Investigations by members of the Yemeni Parliament and by Amnesty International later found that in one of those attacks, many civilians had been killed by American-made BLU-97 cluster munitions. The United States has not taken responsibility for the deaths or fully acknowledged its role, raising questions about the Pentagon’s honesty and transparency regarding its security collaboration with Yemen.

The antiaircraft missiles, as shown, included missile tubes and battery units, but not the trigger assemblies, known as grip stocks, necessary to fire the weapons.

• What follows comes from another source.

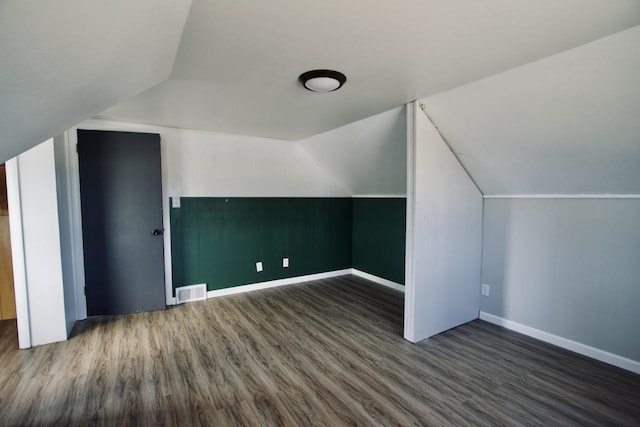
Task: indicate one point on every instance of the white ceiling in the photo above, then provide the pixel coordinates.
(64, 61)
(521, 119)
(567, 124)
(237, 65)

The Yemeni authorities said they believed the missiles were destined for the rebels, known as the Huthis, who control a de facto statelet in northwestern Yemen, along the Saudi border. They also have a growing following, and are widely viewed as a threat to Yemen’s efforts to build a more unified nation after the uprising and political crisis of 2011.

The Huthis fought an intermittent guerrilla war against the Yemeni government from 2004 to 2010, gaining combat experience and building up supplies, including munitions obtained from Yemen’s corrupt military. They also briefly fought the Saudi military. Yemen has a vast supply of unregulated weapons and is a hub of regional arms trading.

The Huthis are Zaydis, followers of a variant of Shiite Islam, and they make up about a quarter of Yemen’s population. That sectarian affiliation — however distant — with Iran’s mainstream Shiite population has been the basis for repeated accusations of Iranian influence over the Huthis. Iran’s support appears to be ideological rather than military, and its extent is unclear.

C. J. Chivers reported from the United States and Robert F. Worth from Washington.